My Neighbor Totoro (1988) poster

My Neighbor Totoro (1988)

Rating:

(Tonari no Totoro)


Japan. 1988.

Crew

Director/Screenplay – Hayao Miyazaki, Producer – Toru Hara, Music – Joe Hisaishi, Animation Supervisor – Yoshiharu Sato, Art Direction – Kazu Oga. Production Company – Studio Ghibli/Tokuma Shoten.


Plot

With their mother sick in hospital, Satsuki and her younger sister Mei move to a house in the countryside with their father. Mei delights in exploring the new surroundings, finding what she calls ‘dustbunnies’ – creatures made of soot – scurrying through the house. One day Mei strays into the undergrowth and comes across a giant furry creature. The creature, which she names Totoro after the creature in a picture book, is friendly and plays with her. Satsuki is amazed to find that Totoro is real after it joins them while they are waiting for their father at the bus stop. She lends it an umbrella as it starts to rain and Totoro continues to return to them. After their father is called to the hospital in an emergency and Mei goes missing, Satsuki is forced to call upon Totoro’s help in finding her.

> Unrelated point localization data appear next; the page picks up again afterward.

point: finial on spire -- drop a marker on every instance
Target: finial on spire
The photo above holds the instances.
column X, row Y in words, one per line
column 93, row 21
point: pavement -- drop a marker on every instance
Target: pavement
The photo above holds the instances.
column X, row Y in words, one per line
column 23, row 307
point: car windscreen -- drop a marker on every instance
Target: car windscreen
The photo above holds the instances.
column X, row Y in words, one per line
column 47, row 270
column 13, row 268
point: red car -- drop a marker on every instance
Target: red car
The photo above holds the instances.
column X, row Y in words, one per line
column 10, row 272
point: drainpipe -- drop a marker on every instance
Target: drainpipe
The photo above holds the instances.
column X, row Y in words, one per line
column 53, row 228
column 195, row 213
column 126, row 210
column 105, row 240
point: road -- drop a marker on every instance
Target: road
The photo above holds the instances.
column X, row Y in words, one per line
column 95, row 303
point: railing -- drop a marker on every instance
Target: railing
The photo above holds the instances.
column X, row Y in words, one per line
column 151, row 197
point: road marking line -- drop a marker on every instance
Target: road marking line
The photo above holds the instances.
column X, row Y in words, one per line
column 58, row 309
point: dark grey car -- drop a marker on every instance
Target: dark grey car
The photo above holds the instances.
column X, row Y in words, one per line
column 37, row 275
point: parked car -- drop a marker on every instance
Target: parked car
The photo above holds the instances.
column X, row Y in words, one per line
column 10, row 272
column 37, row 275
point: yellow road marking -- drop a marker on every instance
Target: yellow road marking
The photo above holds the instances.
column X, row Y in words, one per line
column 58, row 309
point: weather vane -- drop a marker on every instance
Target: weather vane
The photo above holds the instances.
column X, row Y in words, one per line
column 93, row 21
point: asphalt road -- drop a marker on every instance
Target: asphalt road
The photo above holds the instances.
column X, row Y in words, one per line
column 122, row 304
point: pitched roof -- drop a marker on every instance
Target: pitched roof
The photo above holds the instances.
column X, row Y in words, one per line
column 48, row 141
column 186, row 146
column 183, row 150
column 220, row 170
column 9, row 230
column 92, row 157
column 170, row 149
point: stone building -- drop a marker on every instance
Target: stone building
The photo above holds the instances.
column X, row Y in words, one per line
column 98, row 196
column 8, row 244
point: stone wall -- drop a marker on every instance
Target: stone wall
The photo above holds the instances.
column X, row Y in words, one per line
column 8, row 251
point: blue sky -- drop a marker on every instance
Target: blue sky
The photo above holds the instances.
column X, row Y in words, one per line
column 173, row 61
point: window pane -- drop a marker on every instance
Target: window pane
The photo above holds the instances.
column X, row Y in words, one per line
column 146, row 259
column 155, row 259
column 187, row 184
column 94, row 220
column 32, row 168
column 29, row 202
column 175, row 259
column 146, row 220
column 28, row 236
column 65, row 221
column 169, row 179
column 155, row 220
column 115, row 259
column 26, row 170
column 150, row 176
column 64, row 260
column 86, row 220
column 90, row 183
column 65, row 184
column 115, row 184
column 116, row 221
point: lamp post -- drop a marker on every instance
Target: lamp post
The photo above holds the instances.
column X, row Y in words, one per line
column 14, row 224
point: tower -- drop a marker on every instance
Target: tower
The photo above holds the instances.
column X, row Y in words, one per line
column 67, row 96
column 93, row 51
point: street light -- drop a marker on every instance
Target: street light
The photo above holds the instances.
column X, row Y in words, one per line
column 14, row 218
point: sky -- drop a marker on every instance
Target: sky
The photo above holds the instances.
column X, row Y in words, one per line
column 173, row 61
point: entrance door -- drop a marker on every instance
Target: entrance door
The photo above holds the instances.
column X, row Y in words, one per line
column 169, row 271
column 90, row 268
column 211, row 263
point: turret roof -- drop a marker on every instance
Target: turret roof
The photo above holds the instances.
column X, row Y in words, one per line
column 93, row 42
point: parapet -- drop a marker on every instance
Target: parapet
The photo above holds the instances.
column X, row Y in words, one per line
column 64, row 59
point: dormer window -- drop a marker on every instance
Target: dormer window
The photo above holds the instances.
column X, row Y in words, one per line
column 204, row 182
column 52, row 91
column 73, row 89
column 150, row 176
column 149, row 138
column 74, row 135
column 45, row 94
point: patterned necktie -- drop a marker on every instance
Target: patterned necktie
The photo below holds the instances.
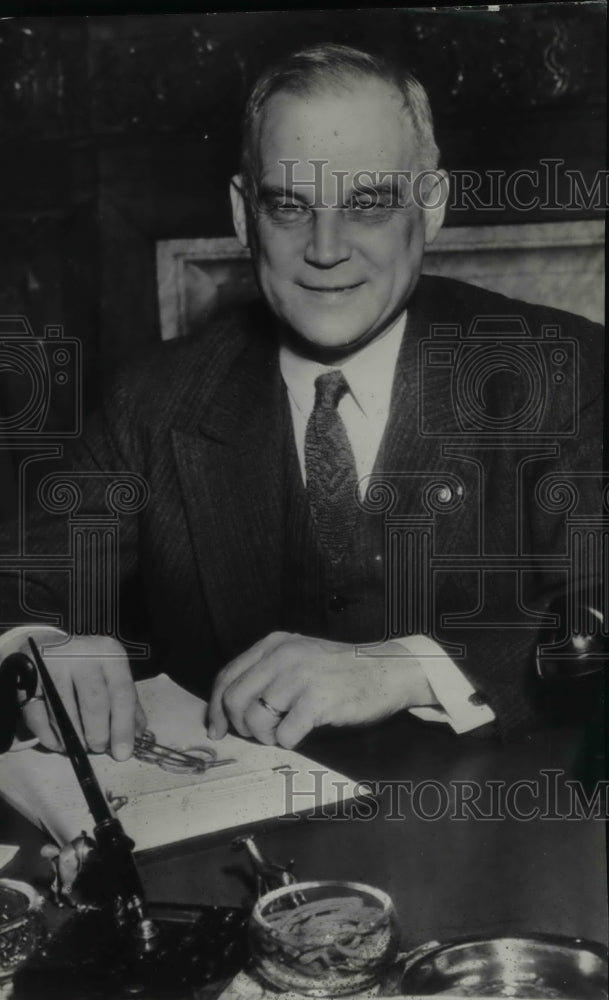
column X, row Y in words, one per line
column 330, row 467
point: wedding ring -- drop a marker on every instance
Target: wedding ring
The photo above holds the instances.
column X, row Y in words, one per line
column 35, row 697
column 270, row 708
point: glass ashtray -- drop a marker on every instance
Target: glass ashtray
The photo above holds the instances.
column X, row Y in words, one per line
column 22, row 927
column 323, row 938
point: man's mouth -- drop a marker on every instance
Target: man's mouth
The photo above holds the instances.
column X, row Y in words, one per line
column 329, row 289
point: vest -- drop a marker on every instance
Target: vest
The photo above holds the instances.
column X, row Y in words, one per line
column 345, row 603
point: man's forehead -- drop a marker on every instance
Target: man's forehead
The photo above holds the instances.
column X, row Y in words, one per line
column 361, row 125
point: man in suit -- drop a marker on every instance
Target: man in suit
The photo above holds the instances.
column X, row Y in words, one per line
column 261, row 559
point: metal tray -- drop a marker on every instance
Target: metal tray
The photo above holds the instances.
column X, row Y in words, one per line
column 531, row 967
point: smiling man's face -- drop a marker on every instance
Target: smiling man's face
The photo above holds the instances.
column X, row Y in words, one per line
column 336, row 277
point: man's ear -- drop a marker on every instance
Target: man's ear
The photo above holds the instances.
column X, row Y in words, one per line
column 434, row 202
column 239, row 209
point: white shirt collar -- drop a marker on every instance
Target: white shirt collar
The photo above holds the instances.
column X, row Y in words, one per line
column 369, row 373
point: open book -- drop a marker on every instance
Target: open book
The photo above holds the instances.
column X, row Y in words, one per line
column 163, row 808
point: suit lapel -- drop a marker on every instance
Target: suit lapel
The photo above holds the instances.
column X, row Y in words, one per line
column 231, row 478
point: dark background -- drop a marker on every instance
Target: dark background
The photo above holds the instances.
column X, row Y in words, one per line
column 117, row 131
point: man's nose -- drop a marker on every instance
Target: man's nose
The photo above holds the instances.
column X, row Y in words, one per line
column 327, row 244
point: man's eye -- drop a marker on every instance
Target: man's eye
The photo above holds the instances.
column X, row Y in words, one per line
column 363, row 202
column 286, row 211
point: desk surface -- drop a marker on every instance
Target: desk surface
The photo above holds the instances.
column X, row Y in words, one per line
column 448, row 876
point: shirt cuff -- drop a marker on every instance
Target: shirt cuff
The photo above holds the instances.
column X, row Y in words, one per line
column 11, row 641
column 461, row 705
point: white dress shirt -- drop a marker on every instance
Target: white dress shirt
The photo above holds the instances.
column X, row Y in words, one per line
column 364, row 411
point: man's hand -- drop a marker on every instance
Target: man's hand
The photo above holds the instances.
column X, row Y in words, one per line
column 94, row 681
column 310, row 683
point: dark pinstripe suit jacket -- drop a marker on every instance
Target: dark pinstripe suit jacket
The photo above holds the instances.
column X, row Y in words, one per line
column 204, row 421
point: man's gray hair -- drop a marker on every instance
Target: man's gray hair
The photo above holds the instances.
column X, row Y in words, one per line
column 315, row 68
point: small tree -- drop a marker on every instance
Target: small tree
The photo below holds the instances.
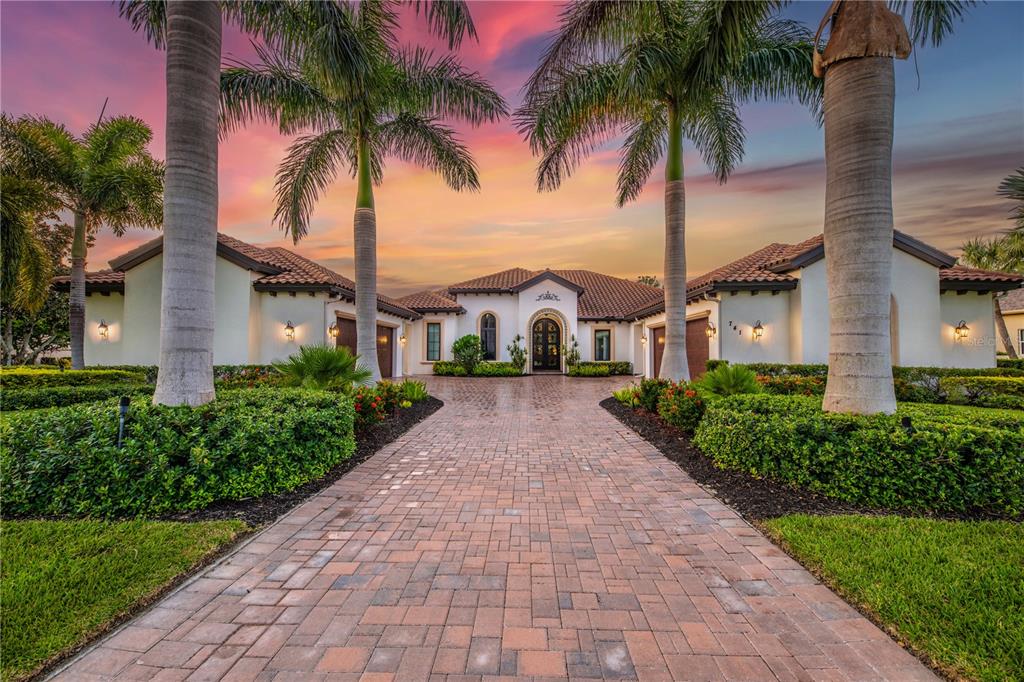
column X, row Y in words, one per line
column 571, row 352
column 468, row 351
column 517, row 353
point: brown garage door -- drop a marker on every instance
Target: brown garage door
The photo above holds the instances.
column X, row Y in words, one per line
column 696, row 346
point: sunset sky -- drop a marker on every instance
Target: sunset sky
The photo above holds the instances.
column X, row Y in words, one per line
column 960, row 129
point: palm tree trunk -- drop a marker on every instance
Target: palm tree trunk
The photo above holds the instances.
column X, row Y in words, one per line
column 1000, row 326
column 77, row 322
column 186, row 310
column 366, row 267
column 674, row 363
column 858, row 233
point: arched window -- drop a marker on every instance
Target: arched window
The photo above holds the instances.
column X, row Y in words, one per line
column 488, row 336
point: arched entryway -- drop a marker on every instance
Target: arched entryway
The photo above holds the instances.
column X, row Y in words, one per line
column 546, row 345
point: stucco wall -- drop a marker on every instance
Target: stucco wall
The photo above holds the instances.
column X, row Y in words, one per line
column 504, row 306
column 979, row 348
column 109, row 309
column 743, row 310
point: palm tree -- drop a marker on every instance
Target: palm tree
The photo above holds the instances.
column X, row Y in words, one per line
column 660, row 72
column 859, row 84
column 357, row 119
column 1005, row 253
column 103, row 177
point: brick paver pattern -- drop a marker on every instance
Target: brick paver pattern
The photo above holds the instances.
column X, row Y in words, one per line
column 521, row 531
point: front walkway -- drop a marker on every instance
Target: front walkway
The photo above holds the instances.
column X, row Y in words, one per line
column 519, row 531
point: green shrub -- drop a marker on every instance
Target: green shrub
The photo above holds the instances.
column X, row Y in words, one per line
column 649, row 393
column 984, row 391
column 730, row 380
column 793, row 384
column 414, row 391
column 615, row 368
column 24, row 378
column 449, row 369
column 323, row 368
column 65, row 462
column 628, row 396
column 592, row 370
column 682, row 406
column 896, row 462
column 467, row 352
column 492, row 369
column 517, row 353
column 52, row 396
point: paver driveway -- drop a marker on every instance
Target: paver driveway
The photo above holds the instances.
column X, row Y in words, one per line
column 519, row 531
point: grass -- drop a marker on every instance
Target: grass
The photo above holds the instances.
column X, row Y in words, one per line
column 62, row 582
column 952, row 590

It is only in the 00s with the acclaim enjoyed by works such as Princess Mononoke (1997), Spirited Away (2001), Howl’s Moving Castle (2004) and Ponyo on a Cliff By the Sea (2008) that Japanese animator Hayao Miyazaki has begun to be discovered by the English-speaking world. Of course, Hayao Miyazaki had been wowing anime fans since at least the mid-1980s. Miyazaki worked as an animator and then a director on various tv series in the late 1970s.

Miyazaki first emerged as director with the slapstick caper film The Castle of Cagliostro (1980) and then went onto other works like the stunning environmentalist post-holocaust film Nausicaa and the Valley of the Wind/Warriors of the Wind (1984), the air adventure story Laputa: Castle in the Sky (1986), Kiki’s Delivery Service (1989) about a young witch, and Porco Rosso (1992) about a porcine aviator. With the English-language world’s discovery of Hayao Miyazaki, his back catalogue of films were all brought up and redistributed by Disney.

The pastoral beauty of Hayao Miyazaki (l to r) Totoro, Mei and Satsuki plus two of the bunnies

My Neighbor Totoro is one of Hayao Miyazaki’s best films. It was his first venture into the genre of shoujo anime – animation that features young girls – which almost all of his subsequent films do. My Neighbor Totoro is mostly a film about a love of childhood imagination – of exploring a new house, of imaginary creatures, of finding secret hiding places at the bottom of the garden. Beneath these delights, Miyazaki touches on some genuinely adult emotions – the girls abandoned alone fearfully waiting for their father’s bus to return or the panic after the arrival of the telegram when the mother is believed to be in a critical condition. (Miyazaki says that Totoro was very much a reflection of his own childhood when his own mother was very ill).

The emergence of the fantastic comes with utter charm – the tiny soot creatures (which would make a later reappearance in Spirited Away) scurrying through the house; the comically bizarre appearance of the strange ghost creatures that Mei follows into the undergrowth; her discovery of the giant Totoro and the innocent play they engage in as she rolls about with abandon on its furred stomach. Especially lovely is the appearance of Totoro as the girls wait at the bus stop, Satsuki lending him an umbrella and her hilarious reactions to Totoro’s puzzling over the raindrops dripping onto the umbrella from the tree above, and then the appearance of a creature that is sort of a combination of a bus and the Cheshire Cat, something so out there that it leaves the entire audience momentarily dumbfounded.

The arrival of the cat bus in My Neighbor Totoro (1988)
The arrival of the cat bus

One of the great joys of the film is that Totoro and the creatures just are – Hayao Miyazaki sees no need to explain their nature or their eccentric behaviour – there is a wonderfully eccentric little nonsense scene where the children and creatures dance in the garden and leap up over a tree on a spinning top. The ending where Totoro and the cat bus come to Satsuki’s aid in finding the missing Mei is magical and absolutely lovely.

My Neighbor Totoro is laidback when it comes to plot – mostly it is a film about friendships, about childhood imagination and about children dealing with strong and disturbing emotions. One of the great strengths that has matured throughout Hayao Miyazaki’s films as he has begun to find his feet as an animator is the contemplative beauty of the animation, of landscapes created for the pure beauty of doing so. My Neighbor Totoro comes filled with an exceptionally realised depiction of country life and the very ordinariness of the house, the surroundings and life amongst it. It is a beautifully simple and unassuming film. As a children’s film, it is absolutely perfect.